Genetic studies in model organisms have helped unravel the signaling pathways into their component genes. One of the prominent signaling pathways subject to intense scrutiny by developmental biologists is the Wnt cascade. Certain cells secrete Wnt factors to relay a message. This triggers a biochemical cascade in the responding neighboring cell, ultimately leading to nuclear accumulation of a protein called b-catenin. In the mid-nineties, it was not understood how accumulated b-catenin could reprogram a cell.

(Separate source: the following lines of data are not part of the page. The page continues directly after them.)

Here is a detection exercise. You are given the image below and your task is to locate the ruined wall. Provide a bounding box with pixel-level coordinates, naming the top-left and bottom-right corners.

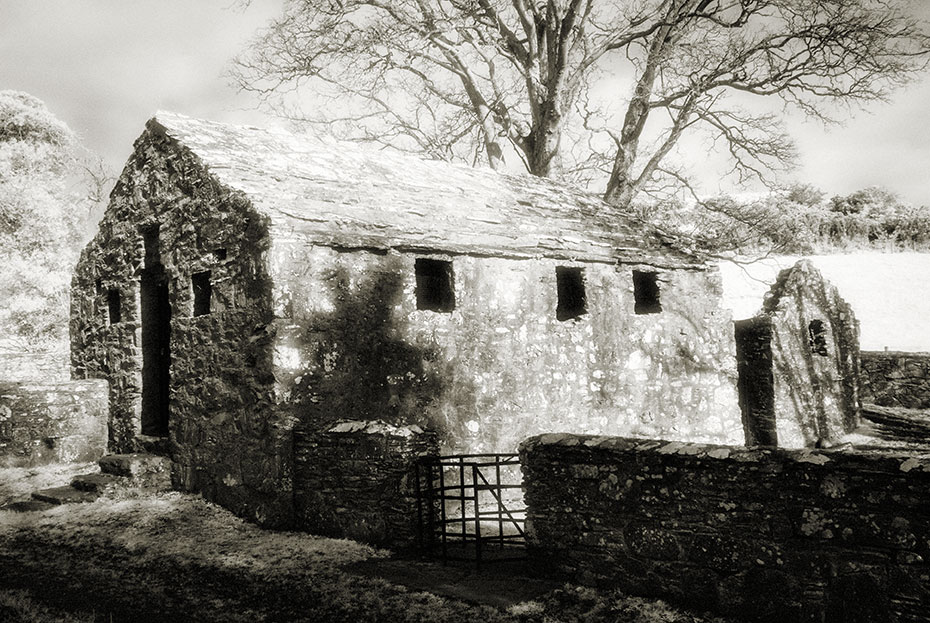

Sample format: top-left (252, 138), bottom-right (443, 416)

top-left (738, 261), bottom-right (861, 448)
top-left (521, 433), bottom-right (930, 623)
top-left (269, 244), bottom-right (742, 453)
top-left (0, 380), bottom-right (108, 467)
top-left (70, 122), bottom-right (292, 527)
top-left (860, 351), bottom-right (930, 409)
top-left (293, 420), bottom-right (438, 546)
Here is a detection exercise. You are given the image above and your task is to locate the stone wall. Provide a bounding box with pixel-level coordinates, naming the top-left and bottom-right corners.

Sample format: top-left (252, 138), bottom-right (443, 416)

top-left (861, 351), bottom-right (930, 409)
top-left (270, 244), bottom-right (742, 452)
top-left (71, 121), bottom-right (293, 527)
top-left (0, 380), bottom-right (108, 467)
top-left (521, 433), bottom-right (930, 623)
top-left (0, 347), bottom-right (69, 383)
top-left (293, 420), bottom-right (438, 547)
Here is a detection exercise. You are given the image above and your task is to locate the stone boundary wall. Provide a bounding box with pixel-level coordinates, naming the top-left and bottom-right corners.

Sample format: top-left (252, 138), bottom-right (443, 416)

top-left (293, 420), bottom-right (438, 547)
top-left (861, 351), bottom-right (930, 409)
top-left (0, 380), bottom-right (108, 467)
top-left (0, 349), bottom-right (69, 383)
top-left (521, 433), bottom-right (930, 623)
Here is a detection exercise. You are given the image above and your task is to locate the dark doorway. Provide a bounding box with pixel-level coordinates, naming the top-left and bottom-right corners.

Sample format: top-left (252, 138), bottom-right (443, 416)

top-left (140, 227), bottom-right (171, 437)
top-left (734, 317), bottom-right (777, 446)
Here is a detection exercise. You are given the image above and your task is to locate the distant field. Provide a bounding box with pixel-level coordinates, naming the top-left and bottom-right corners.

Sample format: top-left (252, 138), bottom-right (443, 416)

top-left (718, 252), bottom-right (930, 352)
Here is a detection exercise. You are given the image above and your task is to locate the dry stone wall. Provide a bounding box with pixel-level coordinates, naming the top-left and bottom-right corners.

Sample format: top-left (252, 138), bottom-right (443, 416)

top-left (521, 433), bottom-right (930, 623)
top-left (71, 121), bottom-right (293, 527)
top-left (0, 349), bottom-right (69, 382)
top-left (269, 243), bottom-right (742, 453)
top-left (861, 351), bottom-right (930, 409)
top-left (293, 420), bottom-right (438, 546)
top-left (0, 380), bottom-right (108, 467)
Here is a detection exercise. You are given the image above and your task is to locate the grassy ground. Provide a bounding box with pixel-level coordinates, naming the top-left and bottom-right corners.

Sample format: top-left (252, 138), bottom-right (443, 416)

top-left (0, 462), bottom-right (96, 506)
top-left (0, 468), bottom-right (735, 623)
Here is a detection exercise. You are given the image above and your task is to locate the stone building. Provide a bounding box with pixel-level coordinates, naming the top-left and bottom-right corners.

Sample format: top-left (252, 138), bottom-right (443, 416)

top-left (71, 112), bottom-right (741, 527)
top-left (735, 260), bottom-right (860, 448)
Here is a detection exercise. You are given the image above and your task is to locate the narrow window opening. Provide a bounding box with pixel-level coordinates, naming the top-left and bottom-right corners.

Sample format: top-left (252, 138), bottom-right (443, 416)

top-left (556, 267), bottom-right (586, 321)
top-left (192, 271), bottom-right (212, 316)
top-left (415, 258), bottom-right (455, 312)
top-left (633, 270), bottom-right (662, 315)
top-left (140, 225), bottom-right (161, 269)
top-left (94, 278), bottom-right (103, 295)
top-left (808, 319), bottom-right (828, 356)
top-left (107, 289), bottom-right (121, 324)
top-left (212, 248), bottom-right (227, 261)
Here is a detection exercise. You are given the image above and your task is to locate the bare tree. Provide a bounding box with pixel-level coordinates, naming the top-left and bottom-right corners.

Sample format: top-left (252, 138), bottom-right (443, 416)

top-left (234, 0), bottom-right (929, 207)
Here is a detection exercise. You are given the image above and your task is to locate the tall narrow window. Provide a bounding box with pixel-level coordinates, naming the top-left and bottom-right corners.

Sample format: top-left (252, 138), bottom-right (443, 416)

top-left (107, 289), bottom-right (121, 324)
top-left (192, 271), bottom-right (212, 316)
top-left (633, 270), bottom-right (662, 315)
top-left (556, 267), bottom-right (586, 321)
top-left (808, 319), bottom-right (828, 356)
top-left (415, 258), bottom-right (455, 312)
top-left (140, 225), bottom-right (161, 269)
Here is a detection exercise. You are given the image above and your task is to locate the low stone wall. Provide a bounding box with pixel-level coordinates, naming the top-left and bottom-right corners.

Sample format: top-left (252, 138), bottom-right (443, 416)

top-left (861, 351), bottom-right (930, 409)
top-left (0, 380), bottom-right (109, 467)
top-left (0, 348), bottom-right (69, 383)
top-left (293, 420), bottom-right (438, 547)
top-left (521, 433), bottom-right (930, 623)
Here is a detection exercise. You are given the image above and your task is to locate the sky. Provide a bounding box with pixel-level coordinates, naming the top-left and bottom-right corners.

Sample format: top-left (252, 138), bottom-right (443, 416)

top-left (2, 0), bottom-right (930, 206)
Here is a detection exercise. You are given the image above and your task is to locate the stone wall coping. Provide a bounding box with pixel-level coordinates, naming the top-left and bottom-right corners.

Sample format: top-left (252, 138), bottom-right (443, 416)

top-left (519, 433), bottom-right (930, 473)
top-left (325, 419), bottom-right (431, 438)
top-left (861, 350), bottom-right (930, 358)
top-left (0, 379), bottom-right (109, 392)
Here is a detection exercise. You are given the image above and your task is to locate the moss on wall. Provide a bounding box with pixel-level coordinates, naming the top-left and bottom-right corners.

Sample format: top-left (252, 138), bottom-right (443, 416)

top-left (270, 244), bottom-right (742, 452)
top-left (522, 433), bottom-right (930, 622)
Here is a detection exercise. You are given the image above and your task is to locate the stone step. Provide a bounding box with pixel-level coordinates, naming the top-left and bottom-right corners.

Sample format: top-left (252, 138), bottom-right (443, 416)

top-left (0, 499), bottom-right (56, 512)
top-left (132, 434), bottom-right (171, 456)
top-left (70, 472), bottom-right (121, 493)
top-left (98, 453), bottom-right (172, 490)
top-left (31, 485), bottom-right (100, 505)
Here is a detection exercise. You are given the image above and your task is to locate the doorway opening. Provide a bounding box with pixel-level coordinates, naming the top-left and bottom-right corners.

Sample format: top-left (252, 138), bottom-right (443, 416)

top-left (140, 226), bottom-right (171, 437)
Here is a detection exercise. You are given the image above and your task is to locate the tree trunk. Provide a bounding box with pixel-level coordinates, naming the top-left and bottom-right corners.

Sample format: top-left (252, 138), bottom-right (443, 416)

top-left (525, 102), bottom-right (564, 178)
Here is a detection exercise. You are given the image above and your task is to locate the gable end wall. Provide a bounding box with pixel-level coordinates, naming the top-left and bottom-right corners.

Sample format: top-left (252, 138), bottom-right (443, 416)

top-left (70, 124), bottom-right (293, 527)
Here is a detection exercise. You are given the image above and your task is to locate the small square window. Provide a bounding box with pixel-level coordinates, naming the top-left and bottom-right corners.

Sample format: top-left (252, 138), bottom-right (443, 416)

top-left (415, 258), bottom-right (455, 312)
top-left (808, 319), bottom-right (828, 356)
top-left (212, 248), bottom-right (227, 261)
top-left (556, 267), bottom-right (586, 321)
top-left (107, 289), bottom-right (121, 324)
top-left (633, 270), bottom-right (662, 315)
top-left (192, 271), bottom-right (212, 316)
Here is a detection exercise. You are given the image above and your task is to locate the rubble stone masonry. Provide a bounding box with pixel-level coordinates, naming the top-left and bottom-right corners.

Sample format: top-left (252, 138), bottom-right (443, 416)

top-left (521, 433), bottom-right (930, 623)
top-left (0, 380), bottom-right (108, 467)
top-left (861, 351), bottom-right (930, 409)
top-left (293, 420), bottom-right (438, 546)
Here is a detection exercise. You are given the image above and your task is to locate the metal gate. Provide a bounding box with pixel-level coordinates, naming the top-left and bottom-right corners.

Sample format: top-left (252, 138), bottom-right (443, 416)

top-left (416, 454), bottom-right (526, 567)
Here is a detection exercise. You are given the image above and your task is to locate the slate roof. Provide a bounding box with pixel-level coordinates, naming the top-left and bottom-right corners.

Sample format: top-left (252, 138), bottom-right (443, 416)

top-left (150, 112), bottom-right (703, 268)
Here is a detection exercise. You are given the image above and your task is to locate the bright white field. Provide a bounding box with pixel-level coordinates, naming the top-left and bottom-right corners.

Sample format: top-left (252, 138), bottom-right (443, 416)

top-left (718, 252), bottom-right (930, 352)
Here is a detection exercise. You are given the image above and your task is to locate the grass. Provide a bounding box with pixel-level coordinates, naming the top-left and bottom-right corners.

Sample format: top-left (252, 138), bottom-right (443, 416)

top-left (0, 476), bottom-right (736, 623)
top-left (0, 462), bottom-right (97, 506)
top-left (0, 589), bottom-right (95, 623)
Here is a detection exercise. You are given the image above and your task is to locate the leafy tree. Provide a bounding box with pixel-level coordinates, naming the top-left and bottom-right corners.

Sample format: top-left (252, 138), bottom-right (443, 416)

top-left (233, 0), bottom-right (929, 207)
top-left (0, 91), bottom-right (106, 352)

Hans Clevers has molecularly defined the majority of currently known Tcf/Lef transcription factors in flies, frogs and mammals. In 1996, he and others made the seminal finding that these factors constitute the ultimate effectors of the Wnt cascade. Tcf proteins can interact with b-catenin, once the latter protein accumulates in response to Wnt signaling. It is this complex that can activate genes in the nucleus of cells, and thus effectively reprograms the cell that receives a Wnt signal.

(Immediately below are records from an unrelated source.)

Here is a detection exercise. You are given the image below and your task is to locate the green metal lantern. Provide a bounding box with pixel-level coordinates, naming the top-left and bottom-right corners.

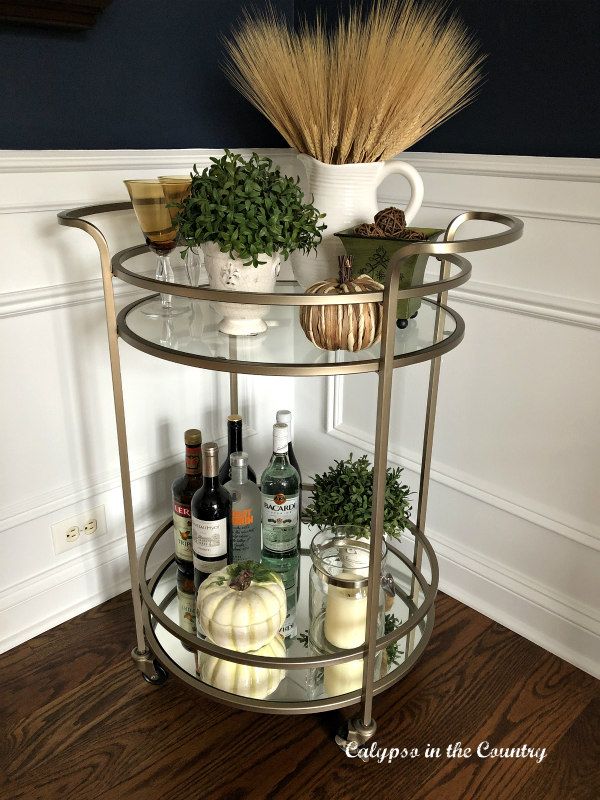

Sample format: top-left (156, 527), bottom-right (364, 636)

top-left (334, 227), bottom-right (443, 327)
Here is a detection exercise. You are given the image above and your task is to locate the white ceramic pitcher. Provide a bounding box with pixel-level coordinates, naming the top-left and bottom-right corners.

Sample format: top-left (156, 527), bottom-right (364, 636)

top-left (291, 154), bottom-right (424, 289)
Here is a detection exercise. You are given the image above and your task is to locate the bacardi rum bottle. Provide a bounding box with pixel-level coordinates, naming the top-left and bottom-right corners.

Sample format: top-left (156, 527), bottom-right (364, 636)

top-left (260, 423), bottom-right (299, 638)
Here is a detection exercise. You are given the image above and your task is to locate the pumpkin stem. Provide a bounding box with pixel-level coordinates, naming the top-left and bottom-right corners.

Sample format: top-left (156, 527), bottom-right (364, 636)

top-left (229, 569), bottom-right (253, 591)
top-left (338, 255), bottom-right (353, 285)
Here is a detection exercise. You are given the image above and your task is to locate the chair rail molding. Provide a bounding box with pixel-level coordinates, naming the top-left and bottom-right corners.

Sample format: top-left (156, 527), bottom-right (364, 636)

top-left (394, 151), bottom-right (600, 184)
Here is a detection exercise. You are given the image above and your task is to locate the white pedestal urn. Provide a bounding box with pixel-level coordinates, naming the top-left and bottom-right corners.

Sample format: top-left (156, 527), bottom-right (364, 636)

top-left (202, 241), bottom-right (281, 336)
top-left (290, 154), bottom-right (425, 289)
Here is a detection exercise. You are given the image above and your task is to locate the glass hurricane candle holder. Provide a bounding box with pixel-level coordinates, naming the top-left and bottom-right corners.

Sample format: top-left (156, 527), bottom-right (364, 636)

top-left (308, 526), bottom-right (387, 697)
top-left (124, 179), bottom-right (188, 317)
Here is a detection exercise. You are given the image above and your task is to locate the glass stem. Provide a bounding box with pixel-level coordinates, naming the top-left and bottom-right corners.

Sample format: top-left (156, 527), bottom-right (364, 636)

top-left (184, 247), bottom-right (199, 287)
top-left (157, 254), bottom-right (173, 310)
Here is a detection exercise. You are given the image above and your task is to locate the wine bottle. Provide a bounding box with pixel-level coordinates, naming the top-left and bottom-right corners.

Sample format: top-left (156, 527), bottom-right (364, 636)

top-left (218, 415), bottom-right (257, 486)
top-left (224, 452), bottom-right (261, 563)
top-left (176, 563), bottom-right (196, 652)
top-left (191, 442), bottom-right (232, 593)
top-left (261, 423), bottom-right (299, 638)
top-left (171, 429), bottom-right (203, 568)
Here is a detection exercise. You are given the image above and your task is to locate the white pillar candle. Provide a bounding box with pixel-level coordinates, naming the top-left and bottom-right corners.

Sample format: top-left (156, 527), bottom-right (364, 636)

top-left (324, 658), bottom-right (363, 696)
top-left (324, 571), bottom-right (368, 649)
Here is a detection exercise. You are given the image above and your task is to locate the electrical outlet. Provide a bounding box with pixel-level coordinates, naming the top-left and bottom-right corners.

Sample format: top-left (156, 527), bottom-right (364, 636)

top-left (51, 505), bottom-right (107, 555)
top-left (83, 519), bottom-right (97, 535)
top-left (66, 526), bottom-right (80, 542)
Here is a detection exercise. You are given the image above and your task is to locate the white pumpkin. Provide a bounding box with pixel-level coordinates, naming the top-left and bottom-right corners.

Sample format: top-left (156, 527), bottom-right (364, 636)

top-left (196, 562), bottom-right (286, 652)
top-left (199, 635), bottom-right (286, 699)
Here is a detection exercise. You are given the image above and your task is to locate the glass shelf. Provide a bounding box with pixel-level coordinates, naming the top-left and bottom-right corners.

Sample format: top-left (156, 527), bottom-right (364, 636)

top-left (146, 536), bottom-right (432, 709)
top-left (117, 291), bottom-right (463, 377)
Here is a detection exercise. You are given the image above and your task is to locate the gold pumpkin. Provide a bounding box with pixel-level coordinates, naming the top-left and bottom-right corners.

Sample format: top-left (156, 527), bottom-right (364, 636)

top-left (299, 259), bottom-right (384, 352)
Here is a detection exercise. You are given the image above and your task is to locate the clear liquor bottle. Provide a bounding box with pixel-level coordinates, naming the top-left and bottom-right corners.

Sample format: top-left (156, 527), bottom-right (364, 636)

top-left (224, 451), bottom-right (261, 563)
top-left (261, 423), bottom-right (299, 638)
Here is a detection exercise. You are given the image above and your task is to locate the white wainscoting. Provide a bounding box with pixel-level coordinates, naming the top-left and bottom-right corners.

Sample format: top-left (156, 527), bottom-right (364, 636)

top-left (3, 148), bottom-right (599, 678)
top-left (0, 148), bottom-right (297, 653)
top-left (296, 152), bottom-right (600, 678)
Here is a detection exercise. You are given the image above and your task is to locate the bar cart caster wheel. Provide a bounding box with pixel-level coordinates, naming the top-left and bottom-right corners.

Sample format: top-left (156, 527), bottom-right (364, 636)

top-left (335, 717), bottom-right (377, 760)
top-left (131, 647), bottom-right (168, 685)
top-left (410, 311), bottom-right (418, 319)
top-left (142, 663), bottom-right (168, 686)
top-left (396, 318), bottom-right (409, 329)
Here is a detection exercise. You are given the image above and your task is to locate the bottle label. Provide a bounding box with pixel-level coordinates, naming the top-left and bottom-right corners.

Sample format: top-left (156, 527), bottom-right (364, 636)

top-left (177, 589), bottom-right (196, 634)
top-left (261, 493), bottom-right (298, 553)
top-left (280, 610), bottom-right (297, 639)
top-left (185, 445), bottom-right (201, 475)
top-left (280, 578), bottom-right (297, 638)
top-left (231, 507), bottom-right (261, 562)
top-left (192, 516), bottom-right (227, 572)
top-left (173, 502), bottom-right (193, 562)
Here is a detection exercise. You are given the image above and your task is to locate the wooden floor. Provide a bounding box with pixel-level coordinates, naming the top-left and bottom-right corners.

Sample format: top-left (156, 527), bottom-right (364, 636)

top-left (1, 592), bottom-right (598, 800)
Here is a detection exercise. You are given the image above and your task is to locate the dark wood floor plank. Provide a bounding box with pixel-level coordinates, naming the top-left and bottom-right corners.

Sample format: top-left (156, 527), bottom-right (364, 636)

top-left (517, 695), bottom-right (600, 800)
top-left (410, 631), bottom-right (596, 800)
top-left (0, 591), bottom-right (135, 724)
top-left (0, 591), bottom-right (597, 800)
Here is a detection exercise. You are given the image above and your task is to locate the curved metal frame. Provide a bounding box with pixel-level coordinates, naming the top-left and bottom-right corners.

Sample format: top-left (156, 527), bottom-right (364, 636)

top-left (57, 201), bottom-right (523, 734)
top-left (111, 245), bottom-right (473, 304)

The finding that Tcf and b-catenin cooperate made important predictions about the etiology of colon cancer. It was already known that mutations in the APC (Adenomatous Polyposis Coli) gene lead to familial predisposition to colon cancer. Under normal circumstances the APC gene product binds and inactivates b-catenin. Hans Clevers showed that the gut-specific transcription factor Tcf-4 formed a stable complex with free b-catenin present at excessive levels in colon cancer cells. This resulted in the inappropriate reprogramming of the cancer cell by b-catenin/Tcf-4, leading to unrestrained cell proliferation. Thus, b-catenin and Tcf were firmly established as accomplices in causing cancer of the colon and, subsequently, of many other organs. These findings allow new strategies for the development of cancer drugs. Subsequently, it became clear that an intact Wnt cascade plays a central role in the physiological balance between the loss of “old” cells and the production of “young ” cells as replacements in the tissue layer that covers the inside of the intestine (see figure). Hans Clevers and his colleagues have gone on to study various aspects of the role of the Wnt cascade in development and cancer, complementing the study of patient material with those of different animal models including mice, frogs, flies, worms and – most recently – zebrafish.
Figure. The inside of the intestine is covered with a single layer of cells. New cells are produced in specific compartments, termed crypts that harbor the stem cells. The proliferation of the cells in the crypt is activated by Wnt signals. Once the cells leave the crypt and move up the villus, they mature to be actively involved in the digestion and uptake of food substances. After a few days, the cells reach the tip of the villus and die to be replaced by younger cells. Mutations in components of the Wnt cascade disturb this delicate balance of proliferation and death, and ultimately result in cancer of the intestine.